I am facing a GCC warning that I want to fix. Basically I am passing to a method a pointer to a local variable, which in my case is perfectly OK. I understand why the compiler tells me that this is a potential problem, but in my case this is OK.

How can I workaround it, on a local space? Passing -fpermissive when compiling will make me fail to find future problems. I want to fix this specific problem, or workaround it.

Code is available here:

#include <cstdio>

class Integer{
public:
    Integer(int i ){ v = i; };
    int value(){ return v; };
private:
    int v;
};

int foo(Integer *i);

int main()
{
    foo( &Integer(12) );
}

int foo(Integer *i)
{
    std::printf("Integer = %d\n", i->value());
}

And compilation gives me:

$ g++ test-reference.cpp -O test-reference
test-reference.cpp: In function ‘int main()’:
test-reference.cpp:15:18: error: taking address of temporary [-fpermissive]

$ g++ --version
g++ (Ubuntu/Linaro 4.6.3-1ubuntu3) 4.6.3
Copyright (C) 2011 Free Software Foundation, Inc.
This is free software; see the source for copying conditions.  There is NO
warranty; not even for MERCHANTABILITY or FITNESS FOR A PARTICULAR PURPOSE.
share|improve this question
    
@jalf see Mat response, to understand. In my case, the variable is on scope when the function is called. –  elcuco Apr 1 '12 at 8:46
    
Can't you change the function's signature to int foo(const Integer& i);? –  jrok Apr 1 '12 at 10:14

3 Answers 3

up vote 3 down vote accepted
Integer i(12);
foo(&i);

That gets rid of the "taking the address of a temporary" problem, which is what you have. You're not passing the address of a local variable (which the above does, and is indeed ok in this case), you're grabbing the address of a temporary.

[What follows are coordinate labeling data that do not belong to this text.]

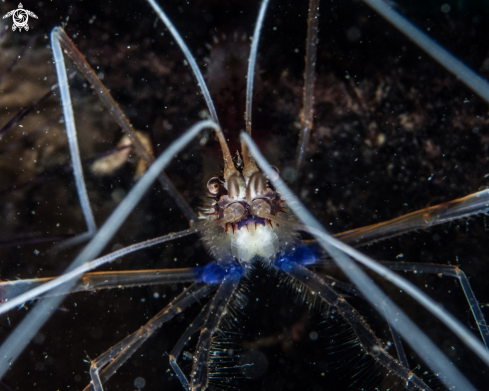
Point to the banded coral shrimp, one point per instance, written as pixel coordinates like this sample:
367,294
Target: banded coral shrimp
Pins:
310,198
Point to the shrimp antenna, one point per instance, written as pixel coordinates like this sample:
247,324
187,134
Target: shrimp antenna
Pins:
471,79
341,253
35,319
229,168
249,166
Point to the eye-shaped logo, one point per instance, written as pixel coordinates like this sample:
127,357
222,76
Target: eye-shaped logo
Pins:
20,16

Obviously, if foo tries to hold on to that pointer one way or another, you'll have issues down the line.

share|improve this answer
1  
you're grabbing the address of a temporary which is very suspicious. No, it is not suspicious.The behavior is well defined,12.2/3 Temporary objects are destroyed as the last step in evaluating the full-expression that (lexically) contains the point where they were created. –  Alok Save Apr 1 '12 at 8:45
    
It's no more dangerous than taking a reference to an rvalue. –  Puppy Apr 1 '12 at 8:46
    
Ok, didn't mean to mean it was invalid, just (IMO) suspicious. –  Mat Apr 1 '12 at 8:47
1  
@elcuco: { Integer i(12); foo(&i); } –  Mat Apr 1 '12 at 8:53
2  
@elcuco: my answer already contains that. The {} add nothing of real value. –  Mat Apr 1 '12 at 10:56
template<typename T> const T* rvalue_address(const T& in) {
    return &in;
}

In my opinion, it should be just as legal to take a const T* as a const T&, but this trivial function will handily perform the conversion.

share|improve this answer
    
And now we have code that MSVC will issue a warning for. :-) –  Bo Persson Apr 1 '12 at 9:20

GCC is wrong in this case. Your integer is an rvalue and taking the address of an rvalue is illegal.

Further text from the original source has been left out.